DRUM LANGUAGE: Widely used in Africa, South America, Southeast Asia, and the South Seas. In this language, sounds are emitted through drums, whose coding consists of pitch height and rhythm.
DRUM: Percussive musical instrument, its box can be cylindrical or similar to a cone and there are different sizes. The upper part is covered with a stretched leather or plastic membrane. It is played with drumsticks, the hands, or a mace (mallet).
ELEMENT: In the case of communications, the element can be a component of nature, such is the case of fire that emits light and heat, for example. The air element that when traveling at very high speeds transmits/emits a sound.
EMITTER: It is that element, object, matter, being, person or thing that transmits or emits a signal, be it sound, visual, tactile.
HELIOGRAPH: It is a device that uses light and its reflection property using a moving mirror producing short or long flashes, in groups or separately, whoever uses it controls that at will to create letters, words or codes.
HORN (Trumpet): Wind musical instrument, conical in shape and can have intermediate forms that form a thread that modify the sound, it is blown through a mouthpiece, they usually have some buttons to release the air at different times and control the tones of the sound.
LENS: It is a piece of glass that is almost always circular, with some of its faces concave or convex, used in optical instruments.
LIGHT: It is a form of energy. It illuminates and makes things visible. It propagates through particles called photons. Sunlight is known as natural light.
LIGHTHOUSE: Tower in which from the top there is a light and this serves as a guide for boats. One of the oldest is the lighthouse of Alexandria, which is not certain if it really had light or was just a very tall tower that could be seen in the distance.
MIRROR: Piece of glass coated with alloy paint that allows a silver tone on one of its sides, which produces a reflective surface between the glass and the paint.
OPTICAL TELEGRAPH (Wooden towers): They were devices for remote communication, using possible positions of the wooden arms that were attached to a mast or base. The pioneer in this was the French Claude Chappe.
RECEPTOR: It is that element, object, material, person or thing that receives a sound, visual or tactile signal and interprets it.
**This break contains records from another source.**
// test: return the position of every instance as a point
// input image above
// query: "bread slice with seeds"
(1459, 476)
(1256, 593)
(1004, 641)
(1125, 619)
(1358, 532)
SMOKE SIGNALS: They were generated with a campfire and a canvas that contained the smoke being released in periods of time that caused the fumaroles to form symbols of greater or lesser size, in turn the spacing in time generated a code. Tribes that knew the code could interpret it. They were common in surveillance posts called Watchtowers. Depending on the content of the bonfire (wet or dry branches, leaves, etc.) the color and shape of the signal varied.
SOUND: Vibrations that travel through an elastic medium such as air and produce a special impression on the ear, skin or internal organs according to the intensity of the emitted wave. Let’s not forget that the deaf perceive music by vibrations to the touch (in addition to visual support).